Imagine life is a game in which you are juggling five balls. The balls are called work, family, health, friends, and integrity. And you’re keeping all of them in the air. But one day you finally come to understand that work is a rubber ball. If you drop it, it will bounce back. The other four balls–family, health, friends, integrity–are made of glass. If you drop one of these, it will be irrevocably scuffed, nicked, perhaps even shattered. And once you truly understand the lesson of the five balls, you will have the beginnings of balance in your life.
One of the most dependably recurring questions I’ve gotten over the years is where did the above story of the five balls–which appears in Suzanne’s Diary for Nicholas–come from?
I first heard a version of it from my grandmother when I was a kid, but-though she was a creative soul-I expect it pre-dates her. All I know is it’s been with us for a long time and has been told in many places–from Sunday sermons to a 1991 commencement address at Georgia Tech by Brian G. Dyson, former Vice Chairman of The Coca-Cola Company.
And I certainly am right there with everybody who resonates so strongly with it. It’s one of those true bits of wisdom that, unlike us, never grows old.”
Mr. Patterson’s book was published in 2008 – 17 years after Mr. Dyson used the analogy of the five balls in his commencement address.
I used Mr. Dyson’s version, which refers to the fifth ball as “spirit,” and is available at http://way2goal.com/words/messages/11.htm (or simply Google “Dyson the five balls”).
Unlike most people, I have never read anything by Mr. Patterson.
I hope you are not accusing ME of plagiarism, because the idea is frankly ridiculous. In my article, Mr. Dyson’s quote is set off and attributed appropriately.

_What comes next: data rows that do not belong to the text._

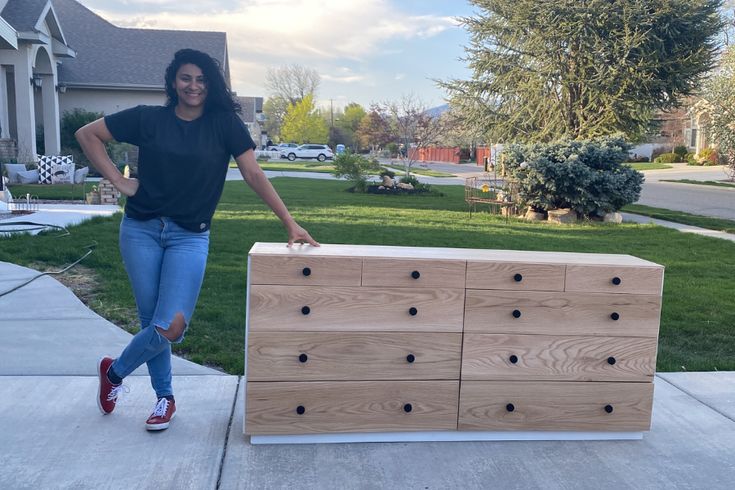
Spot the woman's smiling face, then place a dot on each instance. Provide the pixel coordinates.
(190, 86)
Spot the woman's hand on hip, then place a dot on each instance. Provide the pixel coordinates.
(127, 186)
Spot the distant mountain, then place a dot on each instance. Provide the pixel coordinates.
(437, 111)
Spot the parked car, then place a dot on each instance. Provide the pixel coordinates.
(320, 152)
(284, 148)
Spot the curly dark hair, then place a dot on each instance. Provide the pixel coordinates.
(219, 96)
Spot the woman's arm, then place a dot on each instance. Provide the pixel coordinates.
(256, 179)
(92, 139)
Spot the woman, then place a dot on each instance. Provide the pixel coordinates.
(184, 153)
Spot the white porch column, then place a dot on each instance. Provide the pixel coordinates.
(24, 108)
(4, 120)
(51, 130)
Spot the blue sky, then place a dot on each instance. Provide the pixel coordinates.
(365, 50)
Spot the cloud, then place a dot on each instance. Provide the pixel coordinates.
(310, 29)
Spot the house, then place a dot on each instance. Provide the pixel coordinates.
(57, 55)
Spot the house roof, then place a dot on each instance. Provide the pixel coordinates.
(23, 15)
(111, 56)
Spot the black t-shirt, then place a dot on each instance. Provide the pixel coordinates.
(182, 165)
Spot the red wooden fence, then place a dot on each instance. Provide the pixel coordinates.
(435, 154)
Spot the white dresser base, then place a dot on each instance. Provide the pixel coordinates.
(444, 436)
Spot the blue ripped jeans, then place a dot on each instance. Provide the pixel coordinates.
(165, 264)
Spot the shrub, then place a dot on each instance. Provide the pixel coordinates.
(681, 152)
(387, 172)
(587, 176)
(355, 168)
(667, 158)
(708, 156)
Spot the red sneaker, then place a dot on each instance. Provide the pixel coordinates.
(107, 393)
(162, 414)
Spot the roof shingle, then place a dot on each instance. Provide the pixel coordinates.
(108, 55)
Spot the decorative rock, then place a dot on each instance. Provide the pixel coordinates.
(613, 218)
(532, 215)
(562, 216)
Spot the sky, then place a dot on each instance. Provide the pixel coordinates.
(364, 50)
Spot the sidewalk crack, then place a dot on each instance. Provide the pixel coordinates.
(728, 417)
(227, 434)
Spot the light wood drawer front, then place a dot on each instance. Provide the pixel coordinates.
(557, 358)
(295, 308)
(350, 406)
(305, 270)
(515, 276)
(487, 405)
(562, 313)
(635, 280)
(325, 356)
(414, 273)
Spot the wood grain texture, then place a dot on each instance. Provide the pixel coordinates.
(382, 251)
(350, 406)
(397, 273)
(562, 313)
(557, 358)
(501, 275)
(280, 308)
(274, 356)
(289, 270)
(599, 278)
(555, 406)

I have never plagiarized anything in my life and never will. Plagiarism is the worst accusation you can make of a writer – so in the future, I recommend you do not use this word lightly, especially without doing any easily available background research.
- Nellie Sabin
Nellie recently posted..Attack of the Giant Squid
Nellie and Samantha…tremendous responses!

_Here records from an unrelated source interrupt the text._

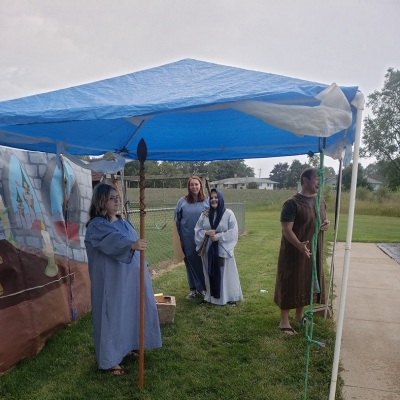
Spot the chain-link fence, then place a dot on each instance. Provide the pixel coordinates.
(159, 225)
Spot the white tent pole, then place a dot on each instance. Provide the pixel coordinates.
(343, 292)
(331, 272)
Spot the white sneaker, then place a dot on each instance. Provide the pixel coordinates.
(191, 295)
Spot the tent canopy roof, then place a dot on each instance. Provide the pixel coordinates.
(186, 111)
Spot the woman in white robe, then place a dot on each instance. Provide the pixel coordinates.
(218, 227)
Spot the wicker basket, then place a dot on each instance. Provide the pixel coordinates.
(166, 309)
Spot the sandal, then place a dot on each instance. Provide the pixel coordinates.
(117, 371)
(288, 331)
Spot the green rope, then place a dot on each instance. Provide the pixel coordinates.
(308, 318)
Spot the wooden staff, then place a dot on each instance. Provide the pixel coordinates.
(142, 155)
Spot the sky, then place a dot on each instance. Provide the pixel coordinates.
(52, 44)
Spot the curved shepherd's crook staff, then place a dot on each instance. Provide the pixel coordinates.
(142, 155)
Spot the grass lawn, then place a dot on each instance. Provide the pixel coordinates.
(209, 352)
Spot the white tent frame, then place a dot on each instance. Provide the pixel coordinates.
(346, 263)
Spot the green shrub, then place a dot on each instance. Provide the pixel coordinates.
(362, 193)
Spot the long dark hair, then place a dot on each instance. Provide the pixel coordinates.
(101, 194)
(189, 197)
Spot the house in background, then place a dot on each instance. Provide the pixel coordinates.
(241, 183)
(332, 181)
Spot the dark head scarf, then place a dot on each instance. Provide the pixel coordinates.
(214, 272)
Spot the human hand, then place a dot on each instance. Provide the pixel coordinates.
(303, 248)
(140, 245)
(214, 237)
(325, 225)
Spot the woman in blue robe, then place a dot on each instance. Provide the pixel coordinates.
(113, 246)
(187, 212)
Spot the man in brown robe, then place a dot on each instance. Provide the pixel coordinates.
(294, 276)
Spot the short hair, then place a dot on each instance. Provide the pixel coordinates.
(308, 173)
(101, 194)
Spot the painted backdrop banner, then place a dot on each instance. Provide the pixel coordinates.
(44, 282)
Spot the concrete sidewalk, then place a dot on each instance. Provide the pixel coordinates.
(370, 350)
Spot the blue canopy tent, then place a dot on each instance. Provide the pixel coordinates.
(192, 110)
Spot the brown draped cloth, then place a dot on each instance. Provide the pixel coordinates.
(294, 275)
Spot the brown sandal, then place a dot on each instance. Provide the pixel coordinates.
(117, 371)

This post came up on a Google search I did after hearing the story of the 5 balls myself, as did an excerpt from James Patterson’s book. Your attribution looked just perfect to me.

Jenny Hansen recently posted..A Story of Balls and Work-Life Balance…How Do You Prioritize?
Hi Jenny,
I saw this the other day and went to your site to view your awesome post. I wanted to comment and thank you, but got called away. Thank you so much! Nellie is an amazing author.
XO
Samantha
Hi Nellie, as always, I throughly enjoyed your well-crafted and evocative post. You have such a natural honest voice–you alway hold my interest from start to finish. I admire your ability to sustain an image (in this case the 5 now controversial balls!) over the course of your piece without becoming monotonous or gimmicky. Whether the fifth ball represents “integrity” or “spirit”, you’ve got them both in spades. Am sure that our new reader Alice has gotten that sorted out by now as well! Here at FWD, we love going straight to the source. We are pleased that the celebrated Mr. Patterson is participating in our Scars R Sexy campaign and, rest assured, we will get the scoop!
Thanks for your kind words, Doctor!
I am loving the Scars R Sexy campaign, and it’s not just because I have so many of them! It’s exciting to see this in its early stages, because I believe it will someday become part of everyone’s awareness. It’s one of those “blinding flash of the obvious,” “why didn’t I think of that?” ideas that makes total sense. We should all rock our scars, emotional or physical, since they make us who we are.
It’s hard to imagine anyone getting through life unscarred. Besides, I’d rather skin my knee sliding for home than be a spectator at life.